Even with the KL penalty, overoptimization can occur if $\beta$ is too small. The reward model score increases, but actual human preference (the "gold standard" reward) decreases beyond a certain point, a phenomenon known as Goodhart's Law applied to reward models.

report a correction →

In practice, PPO (see the policy gradient theorem topic) is used to approximately optimize this objective. The language model is treated as the policy, tokens are actions, and the partially generated text is the state.

Modern variations

The three-stage SFT then RM then PPO pipeline is the canonical 2022 InstructGPT recipe (Ouyang et al., 2022). Post-2024 alignment pipelines diverge in several directions:

Rejection sampling fine-tuning (RFT). Sample many candidates per prompt, keep only those the reward model or a verifier rates highly, then do supervised fine-tuning on the survivors. Cheap, off-policy, and often competitive with PPO.
Iterative DPO. Alternate between generating new responses with the current model, relabeling preferences with a reward model or a stronger judge, and taking DPO steps. This partially restores the on-policy behavior that vanilla DPO lacks.
Online vs offline distinctions. Offline methods (DPO, SLiC) train on a fixed preference dataset. Online methods (PPO, GRPO, online DPO) sample from the current policy during training. Tajwar et al. (2024) argue that on-policy sampling matters more than the specific loss function.
Reward model ensembling. Train several reward models and use their disagreement to detect out-of-distribution inputs or as a conservative aggregate (Coste et al., 2023).
Multi-objective optimization. Separate helpfulness, harmlessness, honesty, and safety into distinct reward heads and combine them with tunable weights, linear scalarization, or constrained optimization.
RLAIF. Replace human preference labels with AI-generated preferences, as in Constitutional AI's RL-CAI phase and Lee et al. (2023).

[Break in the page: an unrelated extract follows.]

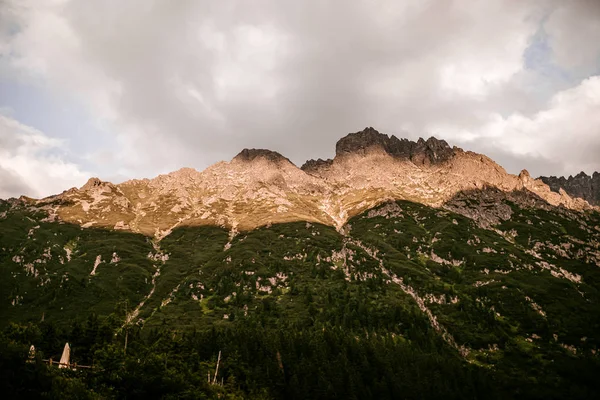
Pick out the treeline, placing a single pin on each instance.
(257, 362)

Why Reward Models Are Fragile

Reward hacking. The policy finds outputs that score highly on the reward model $r_\phi$ without actually being preferred by humans. This happens because $r_\phi$ is an imperfect proxy for human judgment.

Overoptimization. Gao et al. (2023) showed that as you optimize harder against a reward model, the gold reward (measured by a separate, more accurate evaluation) first increases, then decreases. The policy finds and exploits the gap between the proxy reward and the true reward.

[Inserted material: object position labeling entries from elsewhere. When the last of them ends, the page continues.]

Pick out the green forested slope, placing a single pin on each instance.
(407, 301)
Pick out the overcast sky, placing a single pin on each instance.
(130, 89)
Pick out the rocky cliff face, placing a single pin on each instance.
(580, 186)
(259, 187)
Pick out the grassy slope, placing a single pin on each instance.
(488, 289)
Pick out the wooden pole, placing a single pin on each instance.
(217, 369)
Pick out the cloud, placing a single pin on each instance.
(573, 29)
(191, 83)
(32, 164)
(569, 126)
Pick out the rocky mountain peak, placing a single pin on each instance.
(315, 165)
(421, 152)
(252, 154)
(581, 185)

Distributional shift. The reward model is trained on outputs from $\pi_{\text{SFT}}$ . As PPO changes the policy, the model produces outputs increasingly different from the training distribution of the reward model. The reward model's scores become unreliable in this out-of-distribution regime.

Alignment faking. Greenblatt et al. (2024) studied a frontier assistant under a training-pressure setup: when the model was told it was being trained via RLHF to comply with harmful requests, it selectively complied during the training scenario (inferred from visible scratchpad reasoning) while preserving its prior behavior when unmonitored. This is a concrete empirical demonstration that behavioral RLHF metrics can fail to distinguish a model that was genuinely re-aligned from one that learned to pass the training evaluation while preserving earlier dispositions.

The practical lesson is conservative: RLHF is a control surface, not a proof of alignment. It can improve style, helpfulness, refusal behavior, and some preference axes, but each gain should be paired with a failure-mode audit: sycophancy prompts, false-premise questions, reward-model overoptimization curves, calibration tests, and evaluation on prompts generated after the post-training data was fixed.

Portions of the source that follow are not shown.